En dépit de ces nombreux défauts, Tôkyô DOGS n’est pas dénuée de bons points. L’écriture de ses dialogues est effectivement de qualité car ils sont drôles, piquants et donnent un coup de frais bienvenu aux intrigues stéréotypées et faciles. En revanche, la galerie de personnages secondaires n’est pas davantage nuancée que le trio de base et n’a guère le droit d’être exploitée mais elle propose quelques sympathiques visages. Ainsi, le jeune policier froussard joué par Katsuji Ryô (Cat Street, Rebound, Bunshin) que j’apprécie décidément beaucoup est attachant, et la psychologue (Tomosaka Rie – Kimi ga Oshiete Kureta Koto, Oh! My Girl!!) en charge d’aider Yuki n’est pas non plus en reste. Il est possible sinon de noter la présence de nombreux visages connus comme, dans l’équipe de Sô, Ôtsuka Nene (Yasha, Tumbling), Azuma Mikihisa (Gokusen, Regatta), Shiga Kôtarô (Clone Baby) mais aussi le mentor du jeune homme et ancien ami de son père qui porte les traits de Miura Tomokazu (Bara no nai Hanaya, Sekai no Chûshin de, Ai wo Sakebu). Mikami Kensei (Guilty, Muscle Girl!) incarne le rôle d’un homme très trouble de son côté. Ajoutons autrement les très nombreux invités dans des rôles tertiaires comme Narimiya Hiroki (Orange Days, Stand Up!!, Bloody Monday, Sweet Room, Hachimitsu to Clover, Kôkô Kyôshi 2003, Innocent Love, Karei Naru Ichizoku, Gokusen), Tsukamoto Takashi (Kisarazu Cat’s Eye, TEIÔ, Tempest, Magerarenai Onna, Onnatachi wa Nido Asobu, Kekkon Dekinai Otoko, Tiger & Dragon, Ganges Gawa de Butterfly, 6-jikan Go ni Kimi wa Shinu), Sugimoto Tetta (Inu wo Kau to Iu Koto, Shôta no Sushi), Aoki Shinsuke (Itazura na Kiss), Endô Kaname (Dragon Seinendan), Yamazaki Shigenori (Last Friends, Woman’s Island) et plein, plein d’autres. Fuji TV a clairement mis les petits plats dans les grands en faisant venir autant de monde. N’oublions pas la sacrée référence au fameux Bae Yong Jun (The Legend) pour son rôle dans Winter Sonata, la série sud-coréenne qui a notamment fait rêver de nombreuses Japonaises.

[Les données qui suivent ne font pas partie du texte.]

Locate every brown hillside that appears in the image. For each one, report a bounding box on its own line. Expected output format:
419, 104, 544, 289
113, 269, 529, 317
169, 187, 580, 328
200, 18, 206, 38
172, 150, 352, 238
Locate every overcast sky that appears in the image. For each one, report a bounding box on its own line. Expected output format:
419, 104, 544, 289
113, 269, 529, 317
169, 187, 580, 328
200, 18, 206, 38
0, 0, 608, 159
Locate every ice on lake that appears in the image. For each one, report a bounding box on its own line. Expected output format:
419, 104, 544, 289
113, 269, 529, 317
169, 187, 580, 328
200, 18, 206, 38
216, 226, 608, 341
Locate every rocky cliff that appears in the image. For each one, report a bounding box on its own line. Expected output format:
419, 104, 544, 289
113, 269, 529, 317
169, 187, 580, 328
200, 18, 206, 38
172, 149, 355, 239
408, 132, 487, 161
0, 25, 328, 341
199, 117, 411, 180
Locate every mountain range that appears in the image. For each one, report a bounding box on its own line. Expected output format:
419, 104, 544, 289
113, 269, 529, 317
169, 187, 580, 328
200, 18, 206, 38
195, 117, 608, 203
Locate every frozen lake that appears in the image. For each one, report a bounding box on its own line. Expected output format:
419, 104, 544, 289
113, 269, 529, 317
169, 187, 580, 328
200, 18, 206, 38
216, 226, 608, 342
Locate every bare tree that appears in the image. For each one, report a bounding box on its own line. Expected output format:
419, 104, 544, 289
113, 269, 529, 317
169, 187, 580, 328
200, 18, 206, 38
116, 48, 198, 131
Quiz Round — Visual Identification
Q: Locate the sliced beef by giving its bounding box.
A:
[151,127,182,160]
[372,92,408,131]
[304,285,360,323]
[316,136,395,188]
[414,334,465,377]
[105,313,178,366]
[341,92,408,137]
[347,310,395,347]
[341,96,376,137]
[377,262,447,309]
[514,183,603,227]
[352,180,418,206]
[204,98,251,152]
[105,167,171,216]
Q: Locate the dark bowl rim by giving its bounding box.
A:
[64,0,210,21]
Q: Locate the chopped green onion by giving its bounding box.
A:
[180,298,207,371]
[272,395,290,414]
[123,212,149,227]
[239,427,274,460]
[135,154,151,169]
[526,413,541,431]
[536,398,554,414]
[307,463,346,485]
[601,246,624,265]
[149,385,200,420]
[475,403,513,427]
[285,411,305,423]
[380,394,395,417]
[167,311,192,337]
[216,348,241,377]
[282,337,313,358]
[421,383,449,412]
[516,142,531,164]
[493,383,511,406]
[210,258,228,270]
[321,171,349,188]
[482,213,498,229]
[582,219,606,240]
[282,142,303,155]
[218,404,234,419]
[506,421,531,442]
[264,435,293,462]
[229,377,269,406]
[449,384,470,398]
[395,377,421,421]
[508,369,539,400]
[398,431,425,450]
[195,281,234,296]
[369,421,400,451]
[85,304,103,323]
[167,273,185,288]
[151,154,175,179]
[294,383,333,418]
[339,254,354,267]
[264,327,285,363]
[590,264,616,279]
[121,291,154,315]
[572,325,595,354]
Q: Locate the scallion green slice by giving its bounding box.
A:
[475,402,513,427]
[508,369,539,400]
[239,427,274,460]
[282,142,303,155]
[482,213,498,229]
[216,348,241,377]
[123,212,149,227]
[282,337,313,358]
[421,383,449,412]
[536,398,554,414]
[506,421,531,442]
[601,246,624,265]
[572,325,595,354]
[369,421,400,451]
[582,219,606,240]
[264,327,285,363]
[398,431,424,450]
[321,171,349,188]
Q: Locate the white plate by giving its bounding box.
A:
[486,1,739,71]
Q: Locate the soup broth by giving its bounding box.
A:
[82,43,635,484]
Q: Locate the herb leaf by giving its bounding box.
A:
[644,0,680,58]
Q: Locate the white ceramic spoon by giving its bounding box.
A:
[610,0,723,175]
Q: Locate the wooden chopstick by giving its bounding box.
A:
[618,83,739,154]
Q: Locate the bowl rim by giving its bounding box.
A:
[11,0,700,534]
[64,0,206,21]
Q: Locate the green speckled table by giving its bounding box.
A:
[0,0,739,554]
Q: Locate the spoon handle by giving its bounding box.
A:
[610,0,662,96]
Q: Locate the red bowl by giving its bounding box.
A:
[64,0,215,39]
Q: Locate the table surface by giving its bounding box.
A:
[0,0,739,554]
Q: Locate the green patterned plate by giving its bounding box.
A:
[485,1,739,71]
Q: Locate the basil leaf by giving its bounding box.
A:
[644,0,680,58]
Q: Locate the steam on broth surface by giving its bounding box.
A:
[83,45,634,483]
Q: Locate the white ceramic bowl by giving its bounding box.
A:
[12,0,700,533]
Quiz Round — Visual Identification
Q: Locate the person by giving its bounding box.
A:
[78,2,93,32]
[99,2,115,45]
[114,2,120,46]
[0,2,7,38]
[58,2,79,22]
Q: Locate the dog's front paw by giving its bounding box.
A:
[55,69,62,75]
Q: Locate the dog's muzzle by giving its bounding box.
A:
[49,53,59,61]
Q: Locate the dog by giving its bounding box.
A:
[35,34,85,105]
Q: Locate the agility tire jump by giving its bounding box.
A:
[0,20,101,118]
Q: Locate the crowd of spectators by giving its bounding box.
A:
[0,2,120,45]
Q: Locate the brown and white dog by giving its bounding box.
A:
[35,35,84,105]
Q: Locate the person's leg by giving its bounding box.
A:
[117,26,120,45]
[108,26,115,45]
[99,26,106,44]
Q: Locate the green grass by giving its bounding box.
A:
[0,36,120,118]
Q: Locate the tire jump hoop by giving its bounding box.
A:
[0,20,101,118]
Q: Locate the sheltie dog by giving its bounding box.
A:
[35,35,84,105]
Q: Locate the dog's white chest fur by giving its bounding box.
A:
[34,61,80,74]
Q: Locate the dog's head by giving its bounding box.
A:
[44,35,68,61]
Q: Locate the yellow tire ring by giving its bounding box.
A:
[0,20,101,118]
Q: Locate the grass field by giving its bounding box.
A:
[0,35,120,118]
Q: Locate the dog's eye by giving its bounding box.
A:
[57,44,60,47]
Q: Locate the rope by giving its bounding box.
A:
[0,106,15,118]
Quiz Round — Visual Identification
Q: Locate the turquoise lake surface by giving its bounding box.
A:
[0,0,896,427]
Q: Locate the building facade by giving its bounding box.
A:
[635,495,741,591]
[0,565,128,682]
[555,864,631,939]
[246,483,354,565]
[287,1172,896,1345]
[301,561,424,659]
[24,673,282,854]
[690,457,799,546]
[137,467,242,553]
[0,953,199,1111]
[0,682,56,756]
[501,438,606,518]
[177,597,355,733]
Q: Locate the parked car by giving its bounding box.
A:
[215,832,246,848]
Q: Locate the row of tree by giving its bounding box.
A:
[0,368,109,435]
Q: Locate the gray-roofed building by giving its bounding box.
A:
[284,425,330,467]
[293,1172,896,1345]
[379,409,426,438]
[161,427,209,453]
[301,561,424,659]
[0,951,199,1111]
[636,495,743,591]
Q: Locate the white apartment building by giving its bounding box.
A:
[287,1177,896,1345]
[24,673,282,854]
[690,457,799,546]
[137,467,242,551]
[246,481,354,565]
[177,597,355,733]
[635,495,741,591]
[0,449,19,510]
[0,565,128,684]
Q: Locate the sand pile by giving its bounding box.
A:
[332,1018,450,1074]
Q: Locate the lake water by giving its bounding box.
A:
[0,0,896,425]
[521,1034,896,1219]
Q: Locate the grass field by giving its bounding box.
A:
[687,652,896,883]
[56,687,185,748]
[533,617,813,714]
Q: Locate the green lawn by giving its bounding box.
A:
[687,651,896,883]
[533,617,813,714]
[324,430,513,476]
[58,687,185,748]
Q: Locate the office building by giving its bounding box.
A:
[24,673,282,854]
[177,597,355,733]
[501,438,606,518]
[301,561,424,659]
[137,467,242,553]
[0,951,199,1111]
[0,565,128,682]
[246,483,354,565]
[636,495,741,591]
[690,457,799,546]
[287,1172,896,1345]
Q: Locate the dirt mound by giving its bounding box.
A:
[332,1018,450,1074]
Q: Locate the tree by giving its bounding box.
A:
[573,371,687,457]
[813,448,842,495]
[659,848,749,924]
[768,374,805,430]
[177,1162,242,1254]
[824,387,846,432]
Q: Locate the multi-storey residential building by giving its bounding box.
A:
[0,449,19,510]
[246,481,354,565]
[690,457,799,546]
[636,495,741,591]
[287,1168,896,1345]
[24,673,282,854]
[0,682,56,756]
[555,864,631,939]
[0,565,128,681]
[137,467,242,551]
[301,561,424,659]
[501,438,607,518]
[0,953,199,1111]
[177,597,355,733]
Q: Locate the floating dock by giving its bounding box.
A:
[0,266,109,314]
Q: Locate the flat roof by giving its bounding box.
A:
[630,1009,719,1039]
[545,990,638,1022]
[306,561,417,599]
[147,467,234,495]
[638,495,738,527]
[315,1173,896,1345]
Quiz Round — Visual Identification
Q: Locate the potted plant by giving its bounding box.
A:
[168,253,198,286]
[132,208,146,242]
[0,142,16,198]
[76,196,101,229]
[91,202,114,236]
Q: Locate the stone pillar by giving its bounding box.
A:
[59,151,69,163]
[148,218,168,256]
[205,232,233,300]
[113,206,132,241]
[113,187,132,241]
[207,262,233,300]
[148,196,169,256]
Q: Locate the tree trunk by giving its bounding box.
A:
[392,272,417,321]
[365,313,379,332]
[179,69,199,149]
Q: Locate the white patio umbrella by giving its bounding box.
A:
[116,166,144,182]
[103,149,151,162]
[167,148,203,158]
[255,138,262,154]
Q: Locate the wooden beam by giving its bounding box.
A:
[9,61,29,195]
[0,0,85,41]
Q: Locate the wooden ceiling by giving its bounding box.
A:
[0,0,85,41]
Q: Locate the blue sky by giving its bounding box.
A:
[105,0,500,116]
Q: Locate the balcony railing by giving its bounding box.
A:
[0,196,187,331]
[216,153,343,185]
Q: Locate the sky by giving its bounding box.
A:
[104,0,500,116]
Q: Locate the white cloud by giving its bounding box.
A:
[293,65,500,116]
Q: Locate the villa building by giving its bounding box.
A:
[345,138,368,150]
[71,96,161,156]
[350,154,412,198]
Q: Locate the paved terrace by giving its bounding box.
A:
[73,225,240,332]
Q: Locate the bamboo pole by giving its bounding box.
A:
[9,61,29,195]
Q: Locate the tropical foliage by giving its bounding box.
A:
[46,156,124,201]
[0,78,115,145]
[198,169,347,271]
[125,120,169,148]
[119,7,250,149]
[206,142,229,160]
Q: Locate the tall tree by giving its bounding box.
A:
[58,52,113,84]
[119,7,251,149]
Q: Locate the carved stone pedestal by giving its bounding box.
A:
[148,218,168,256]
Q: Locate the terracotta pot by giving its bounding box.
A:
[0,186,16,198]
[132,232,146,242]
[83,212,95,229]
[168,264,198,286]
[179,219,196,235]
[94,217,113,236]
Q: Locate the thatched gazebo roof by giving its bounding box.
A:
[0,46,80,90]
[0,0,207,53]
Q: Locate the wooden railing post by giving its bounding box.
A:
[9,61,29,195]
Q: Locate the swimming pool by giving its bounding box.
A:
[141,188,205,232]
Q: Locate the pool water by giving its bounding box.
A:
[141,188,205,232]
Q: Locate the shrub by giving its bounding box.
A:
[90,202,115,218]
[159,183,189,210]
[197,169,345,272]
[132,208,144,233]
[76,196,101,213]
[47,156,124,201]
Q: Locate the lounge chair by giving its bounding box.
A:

En conclusion, Tôkyô DOGS peine à divertir convenablement durant ses dix épisodes. Si le trio fonctionne comme il faut en dépit de stéréotypes en vigueur, le reste ne suit pas du tout. Les personnages secondaires sont bien trop en arrière-plan et ne servent presque à rien si ce n’est à répéter inlassablement une attitude identique. Il en est exactement de même pour tous les ressorts comiques malvenus comme la famille de Sô, ce qui a pour principal effet d’alourdir considérablement l’ensemble et de le rendre indigeste. Quand bien même l’histoire de ce petit garçon devenu policier d’élite voulant à tout prix venger son père aurait pu être enthousiasmante, ce n’est pas le cas car le ton est bancal, poussif et que pour un supposé polar, on ne sente jamais un soupçon de tension. Tout n’est pas à jeter car il demeure une certaine alchimie dans le duo principal ou des répliques assez ciselées mais l’ensemble n’est absolument pas convaincant. Dommage pour une distribution pareille.